Higher up still there is no vestige of Spring anywhere.   Patches of snow lie and the watercourses look cold.   We stopped at a track to have a walk with Tess only to find that after a short distance it was a ford across a beck and too deep to cross.   So we carried on climbing until we came to the Tan Hill pub - the highest pub in England, on the edges of Swaledale and Teesdale.   In the distance the higher hills of Teesdale were swathed in snow and even at the Tan Hill pub there was enough snow lying around for children to be snowballing.  

And so we tootled back through Swaledale until we came to Ivelet - one of my favourite packhorse bridges over the River Swale.   Here we stopped, walking down the hill and over the bridge and into the field to walk by the river.   The river was in gentle mood and how Tess enjoyed the new smells.

We were out for three hours - one of them spent in the fresh air and goodness me, how much better one feels for that. Coming home past plenty of churchyards, gardens and roadsides awash with snowdrops in bloom did the soul good too. 

12 comments:

MorningAJ said...

More photos of wonderful Yorkshire. You make me so homesick!

Where's that bridge? It looks a lot like Glaisdale.

The Inchie is up here now. I was a bit late posting it today.

Gwil W said...

I always enjoy your rides out. The beautiful photos make my heart ache with pleasure. The Alps are nice but they are so jagged. Yorkshire, and dare I say it, Lancashire are the loveliest counties along with Cumberland and Westmorland and Northumberland . . .

Kristi in the Western Reserve said...

So beautiful! Your photos are wonderful. And how I love the name "Arkengarthdale". Surely it belongs in Tolkien's Middle Earth. It sounds like a waterfall.

Heather said...

Yorkshire is a beautiful county and I love that packhorse bridge. Every day I notice a little more growth on plants in the garden. I did my first weeding of the year yesterday but the soil is still very wet. I'm indoor weeding today, sorting out books I no longer need.

JoAnn ( Scene Through My Eyes) said...

OH what a wonderful day - I love the vie of the little village - and the bridge. Everything sounds fabulous! An early taste of spring is always a teaser.

Angie said...

That shot of the bridge is gorgeous.Thanks for sharing in wonderful words and photos.

Mary @ Colony Mountain Folk Art Dolls said...
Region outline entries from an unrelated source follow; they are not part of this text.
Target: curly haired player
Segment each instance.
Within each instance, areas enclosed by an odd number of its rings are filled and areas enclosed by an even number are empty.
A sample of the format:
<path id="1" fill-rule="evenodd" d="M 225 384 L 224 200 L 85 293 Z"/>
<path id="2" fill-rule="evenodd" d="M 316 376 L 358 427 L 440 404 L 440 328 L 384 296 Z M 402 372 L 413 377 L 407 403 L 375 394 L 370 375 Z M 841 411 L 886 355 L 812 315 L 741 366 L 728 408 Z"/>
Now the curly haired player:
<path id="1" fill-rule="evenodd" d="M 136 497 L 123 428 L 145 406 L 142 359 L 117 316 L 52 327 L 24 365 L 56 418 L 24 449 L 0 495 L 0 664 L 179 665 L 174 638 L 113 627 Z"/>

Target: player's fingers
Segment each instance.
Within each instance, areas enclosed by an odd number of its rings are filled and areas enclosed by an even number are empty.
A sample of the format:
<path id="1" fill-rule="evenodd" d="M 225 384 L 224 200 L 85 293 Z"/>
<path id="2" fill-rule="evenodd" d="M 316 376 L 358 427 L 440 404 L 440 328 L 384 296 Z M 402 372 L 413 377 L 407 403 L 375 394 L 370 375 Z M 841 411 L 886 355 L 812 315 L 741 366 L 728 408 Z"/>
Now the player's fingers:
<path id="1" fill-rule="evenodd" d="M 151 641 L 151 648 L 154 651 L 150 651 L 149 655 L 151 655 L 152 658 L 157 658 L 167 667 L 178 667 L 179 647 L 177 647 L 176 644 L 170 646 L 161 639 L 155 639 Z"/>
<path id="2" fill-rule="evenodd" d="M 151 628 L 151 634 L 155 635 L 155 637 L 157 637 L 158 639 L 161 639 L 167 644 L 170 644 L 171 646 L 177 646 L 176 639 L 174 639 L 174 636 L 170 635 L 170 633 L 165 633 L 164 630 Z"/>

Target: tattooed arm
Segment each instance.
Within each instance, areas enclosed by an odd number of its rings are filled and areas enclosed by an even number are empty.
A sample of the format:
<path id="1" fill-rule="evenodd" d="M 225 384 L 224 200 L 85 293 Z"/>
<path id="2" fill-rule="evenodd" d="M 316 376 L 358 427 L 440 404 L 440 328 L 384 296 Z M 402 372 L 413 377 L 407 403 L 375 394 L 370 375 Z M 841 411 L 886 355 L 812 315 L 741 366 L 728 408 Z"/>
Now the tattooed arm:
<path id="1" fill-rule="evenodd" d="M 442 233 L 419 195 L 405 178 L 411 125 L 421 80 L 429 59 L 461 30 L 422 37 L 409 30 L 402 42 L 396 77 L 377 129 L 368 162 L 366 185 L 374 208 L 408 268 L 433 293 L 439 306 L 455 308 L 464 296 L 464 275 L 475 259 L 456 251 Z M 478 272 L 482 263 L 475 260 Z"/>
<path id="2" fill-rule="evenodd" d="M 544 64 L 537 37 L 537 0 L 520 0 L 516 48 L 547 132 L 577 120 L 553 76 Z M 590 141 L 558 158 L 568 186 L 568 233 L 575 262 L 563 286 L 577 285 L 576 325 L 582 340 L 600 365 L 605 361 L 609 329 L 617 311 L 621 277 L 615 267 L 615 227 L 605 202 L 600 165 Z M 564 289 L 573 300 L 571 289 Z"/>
Must let you know how much I enjoy your photos of your beautiful countryside. I am still getting an education...new words and new places which I must research. Also enjoyed "The Time Is Now." You were such a lovely girl!

angryparsnip said...

Beautiful, the fourth photo really reminds me of the James Herriot stories.
I love these outings that I can come along.

cheers, parsnip

Hildred said...

What a wonderful outing you have had today, Pat - I am happy for you for I know how such days lift the spirits and make spring seem closer. Marvelous pictures.

ChrisJ said...

All the years I lived in Yorkshire I never knew they burned the heather.

Dave King said...

Superb images. And mention of the burning of the heather brought back some wonderful memories. So much thanks.

The Weaver of Grass said...

Thanks for visiting. Glad you like the photographs - when you live up here it is easy to get used to the views so that you hardly notice them. Being an incomer I try never to let that happen - we are so lucky. The bridge AJ is Ivelet Bridge in Swaledale, between the villages of Muker and Gunnerside. I love Heather's description of taking out books she no longer wants as 'indoor weeding.' I could do with some of that here - either that or buy yet another bookcase.